Mini-roundabout Best For Intersection


Editor:

Nobody likes the size of the Howard Stein Hudson (HSH) proposal 3 with traffic-lights and turning lanes at the Crowell Road intersection. The selectmen voted optimistically to reduce the area by “scaling” it. Although HSH say they can look into some hypothetical tweaks, it seems impractical to reduce the size enough to satisfy both the critics and the Federal Highway Administration (FHA).

The Massachusetts Department of Transportation representative stated that he was in favor of a roundabout solution, and asked for peer-review on roundabout proposal 2, but we have not seen a written review. We believe that any issues associated with a roundabout could be worked out, particularly with an option, which has not been proposed. This would use a mini-roundabout, which the FHA is advocating as an optimal solution for compact locations, since it allows trucks and emergency vehicles to run over the center island. Roundabouts are actually safer for pedestrians, who can use short designated crossings of a single traffic lane with central refuge islands, rather than crossing three lanes without refuge islands, which requires a pedestrian signal delaying traffic.

There has been no presentation of approaches to the so-called drainage issue, which clearly would also have to be solved for a traffic-lighted intersection. If there are design issues with a mini-roundabout, what are they?
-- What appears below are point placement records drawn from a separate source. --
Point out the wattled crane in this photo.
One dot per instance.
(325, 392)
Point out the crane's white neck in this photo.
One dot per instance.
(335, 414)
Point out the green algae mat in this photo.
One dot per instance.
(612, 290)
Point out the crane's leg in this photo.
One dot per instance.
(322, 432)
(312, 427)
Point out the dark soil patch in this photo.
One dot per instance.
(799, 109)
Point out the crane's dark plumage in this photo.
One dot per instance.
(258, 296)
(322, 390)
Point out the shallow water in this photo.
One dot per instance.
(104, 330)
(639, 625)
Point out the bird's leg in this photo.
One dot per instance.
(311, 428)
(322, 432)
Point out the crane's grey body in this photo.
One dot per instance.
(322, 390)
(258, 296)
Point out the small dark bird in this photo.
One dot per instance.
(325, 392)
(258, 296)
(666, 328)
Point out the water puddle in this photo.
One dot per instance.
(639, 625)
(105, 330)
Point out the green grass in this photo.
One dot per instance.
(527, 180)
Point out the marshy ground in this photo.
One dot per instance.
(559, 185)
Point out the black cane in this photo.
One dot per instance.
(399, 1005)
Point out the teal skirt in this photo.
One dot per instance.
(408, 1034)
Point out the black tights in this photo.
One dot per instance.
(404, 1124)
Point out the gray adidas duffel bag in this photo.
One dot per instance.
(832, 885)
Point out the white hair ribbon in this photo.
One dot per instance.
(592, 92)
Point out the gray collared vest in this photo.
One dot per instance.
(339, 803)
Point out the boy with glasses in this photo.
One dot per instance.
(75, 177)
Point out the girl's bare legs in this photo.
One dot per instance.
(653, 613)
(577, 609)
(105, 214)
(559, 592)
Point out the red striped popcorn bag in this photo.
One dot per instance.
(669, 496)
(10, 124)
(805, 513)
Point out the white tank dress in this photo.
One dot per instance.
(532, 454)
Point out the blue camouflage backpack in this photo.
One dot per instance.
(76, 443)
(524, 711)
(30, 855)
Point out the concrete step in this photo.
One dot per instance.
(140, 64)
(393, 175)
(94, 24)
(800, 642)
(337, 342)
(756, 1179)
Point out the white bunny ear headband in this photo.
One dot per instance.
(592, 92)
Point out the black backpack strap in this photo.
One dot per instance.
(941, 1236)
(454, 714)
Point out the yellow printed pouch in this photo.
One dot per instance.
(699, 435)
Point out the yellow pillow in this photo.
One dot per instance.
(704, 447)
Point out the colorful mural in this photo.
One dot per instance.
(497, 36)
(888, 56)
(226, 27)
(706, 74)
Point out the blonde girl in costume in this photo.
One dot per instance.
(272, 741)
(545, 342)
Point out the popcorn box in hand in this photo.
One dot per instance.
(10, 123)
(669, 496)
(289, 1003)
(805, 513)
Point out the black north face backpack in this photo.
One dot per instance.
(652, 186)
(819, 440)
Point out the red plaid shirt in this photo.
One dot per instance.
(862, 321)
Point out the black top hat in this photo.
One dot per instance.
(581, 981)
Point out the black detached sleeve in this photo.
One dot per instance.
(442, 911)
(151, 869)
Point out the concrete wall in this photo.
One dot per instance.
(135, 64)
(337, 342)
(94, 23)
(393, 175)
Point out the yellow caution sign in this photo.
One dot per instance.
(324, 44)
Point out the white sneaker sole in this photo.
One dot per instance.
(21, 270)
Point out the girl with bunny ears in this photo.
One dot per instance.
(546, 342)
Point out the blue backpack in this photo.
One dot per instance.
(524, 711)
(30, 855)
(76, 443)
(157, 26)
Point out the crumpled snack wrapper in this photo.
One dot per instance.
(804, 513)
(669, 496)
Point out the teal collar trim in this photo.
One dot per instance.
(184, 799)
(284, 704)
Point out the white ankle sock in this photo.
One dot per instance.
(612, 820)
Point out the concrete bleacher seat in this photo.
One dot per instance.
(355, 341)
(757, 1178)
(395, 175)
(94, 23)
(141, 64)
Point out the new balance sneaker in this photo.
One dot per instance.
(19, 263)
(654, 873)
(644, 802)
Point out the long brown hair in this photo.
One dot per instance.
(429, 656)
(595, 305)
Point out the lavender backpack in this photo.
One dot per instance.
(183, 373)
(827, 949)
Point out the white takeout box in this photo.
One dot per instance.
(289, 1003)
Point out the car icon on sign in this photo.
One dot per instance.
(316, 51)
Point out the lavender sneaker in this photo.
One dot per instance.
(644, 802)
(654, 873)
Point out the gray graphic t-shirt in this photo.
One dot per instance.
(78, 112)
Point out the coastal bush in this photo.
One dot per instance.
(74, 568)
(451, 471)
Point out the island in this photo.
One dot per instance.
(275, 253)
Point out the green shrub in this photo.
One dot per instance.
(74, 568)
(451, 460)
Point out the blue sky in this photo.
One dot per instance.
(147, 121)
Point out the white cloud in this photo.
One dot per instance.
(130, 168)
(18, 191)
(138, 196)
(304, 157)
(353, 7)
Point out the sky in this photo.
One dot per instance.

Cannot the engineering and design problems be solved by HSH, in conjunction with a full peer-review from Kittelson Engineering Consultants known for their expertise in roundabout design?

If pedestrian ease and safety, minimum layout area and takings, traffic efficiency and aesthetics are the key criteria for this intersection, the choice is obvious. Instead of summarily dismissing proposal 2, the selectmen need to require a fully designed and peer-reviewed proposal 2, or 2.1 using a mini-roundabout, to configure this small and sensitive area to meet these considerations and avoid condemning Chatham to an unattractive, over-sized, traffic-lighted intersection which does not meet these criteria, or even the preference of the MassDOT and HSH principals.

Drs. Mike and Margaret Tompsett

Chatham

 

Better Spot For COA

Editor:

Why not consider that the senior citizen center be located  on Main Street? Seniors, forefathers, created this town. Let them enjoy  a location such as  the Eldredge Garage location on  Main Street. Don’t shuffle Gramps and Granny out of sight, out of mind to an address  so remote next to the dump as the board of selectmen have discussed.